I found the inscription 老龍壽錢 (_lao long shou qian_) on an old Chinese charm.

What would be a good English translation?

Does this expression have any literary or historical source?

Thanks in advance for any assistance.


----------



## Lamb67

It means you are as strong as a dragon and have a  long promised life.


----------



## harleytat

Thank you Lamb67!

I would like to understand better how this expression is constructed.

Does the 老 modify the 龍 as in "old dragon"?  Or, is it used as a term of honor and respect?  Or, does it have a completely independent meaning and does not modify 龍 at all?

Is the expression 老龍 commonly used to refer to a person?  If yes, what kind of person would it refer to?

I understand the meaning of 壽 as "longevity".

However, I do not really understand the reason for using 錢 instead of, for example, 富 (fu) for "wealthy".  Does 錢 have a different meaning here than "money"?

If you were to pick one or two English words as the equivalent to each character in this expression would it be:

老 = strong
龍 = dragon
壽 = long (and)
錢 = promised (life)

Do you happen to know if this expression has any literary or historical roots?

Thanks again for any additional help you may be able to provide.


----------



## Ghabi

Hi! 壽錢 should be one of those coins minted for "auspicious" purposes (in this case for "longevity"). I'm not sure what your "charm" looks like, but it may fall under this category.


----------



## harleytat

Hi Ghabi!

Yes, by "charm" I am referring to 花錢 or 民俗錢.

I am having a problem understanding the inscription on this particular "charm".  I am not sure of the specific meaning of the 老, 龍 and 錢 in this context and how these characters work together. 

I am hoping forum members may be able to help me better understand the construction of this inscription.

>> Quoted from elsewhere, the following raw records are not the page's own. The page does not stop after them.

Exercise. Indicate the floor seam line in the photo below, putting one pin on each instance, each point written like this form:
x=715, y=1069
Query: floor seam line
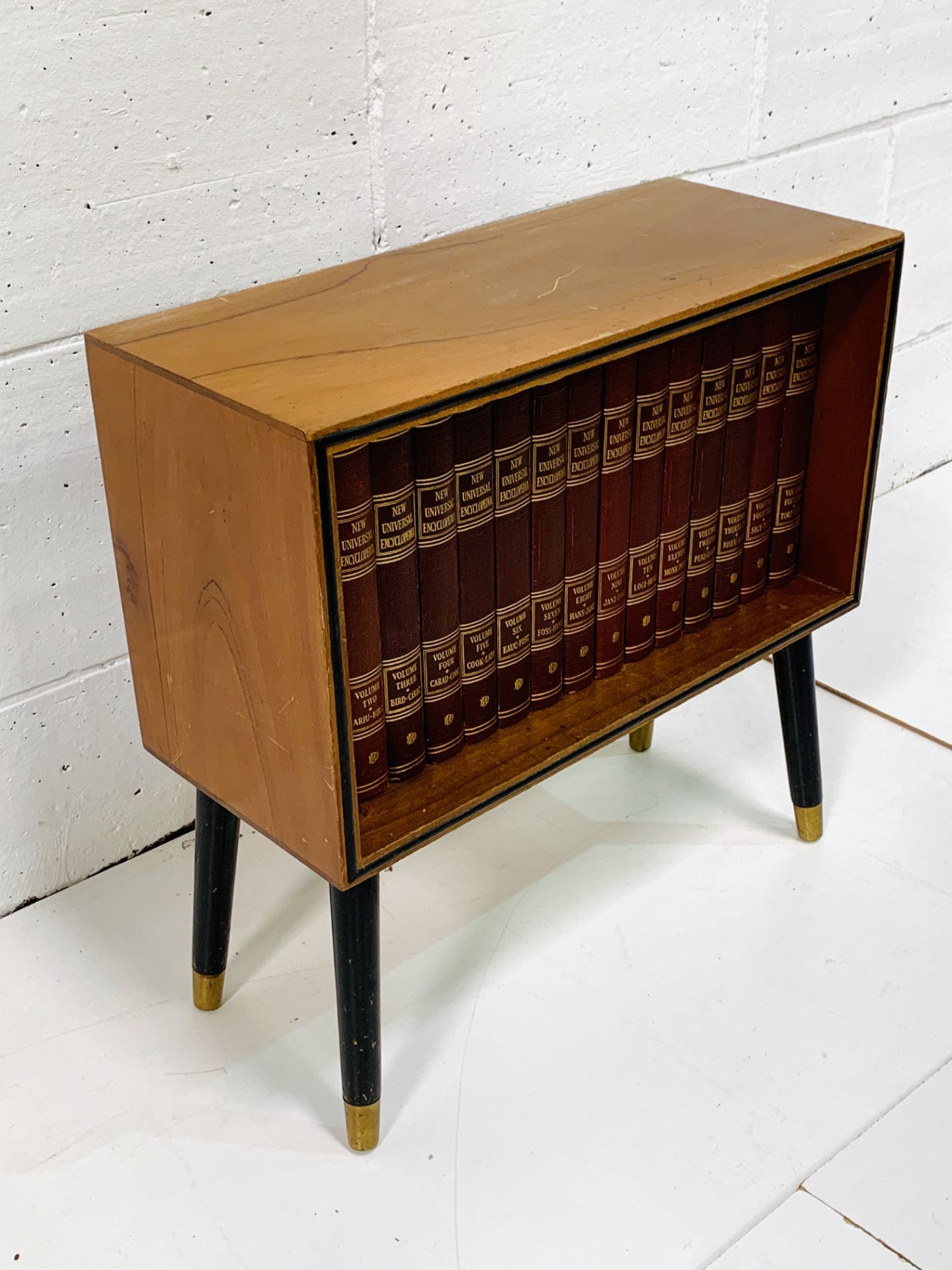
x=789, y=1193
x=863, y=1230
x=881, y=714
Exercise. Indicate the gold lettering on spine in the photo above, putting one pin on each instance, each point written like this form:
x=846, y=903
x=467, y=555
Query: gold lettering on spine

I would also be interested to know if this inscription comes from any ancient Chinese literary source or if it was used by custom for any particular occasion such as a promotion, marriage, birthday, etc.


----------



## audiencecy

here is a picture of 老龍壽錢  .  . 

it means wishes of longivity. I could not paste the picture here.
you can find it in this URL
http://www.cangbaoren.com/viewthread.php?tid=532923


 .... 
 ....


----------



## Ghabi

harleytat said:


> I am hoping forum members may be able to help me better understand the construction of this inscription.


Hi again! No mystery as far as I see: 壽錢 is what this type of coin-charm is called, and 老龍 is the decorative pattern on it as shown in the above link.



> I would also be interested to know if this inscription comes from any ancient Chinese literary source or if it was used by custom for any particular occasion such as a promotion, marriage, birthday, etc.


Not any I know of ... as you may know, the Chinese use the crane and the tortoise (as in 龜年鶴壽) as symbols of longevity, or pine (as in 老如松柏) if one likes the plant better. Dragon is always good, of course, but it's not particularly associated with a long life.


----------



## harleytat

Thank you Ghabi!

My charm actually has a different reverse side from the one you posted.

However, I am still a little puzzled concerning the use of 錢 instead of 富.  I have seen many charms that include 壽 and 富 in the inscription but cannot recall seeing 壽 and 錢 together before.

Could it be that 壽錢 is also being used as a pun for 受錢?


----------



## 南島君

Hello harleytat, 

I believe this is not something too complicated, say, to take 壽錢 as a pun for 受錢. To me it's something like:
　　　老龍　　　　　　　　壽　　　　　　錢
　　　proper.noun 　longevity 　money[coin, in this case]
　　　_老龍 auspicious coin_ / _老龍 longevity coin_

As for 老龍, i totally have no idea.

lc


----------



## harleytat

Thank you 南岛君!

If anyone can help with the reference to 老龍, I would be most appreciative.


----------



## Lamb67

Hope to generate some more discussions, please.


----------



## Jack12345

这个是花钱。有关介绍：
花钱-360百科
老龙寿钱，是清朝广东造币厂出的花钱。有关介绍：
清末时期的广东造币厂及所铸造的银元铜元_远山的呼唤8155_新浪博客


----------



## Lamb67

Good read.
Seems to mean to wish a good luck for everything in your life.


----------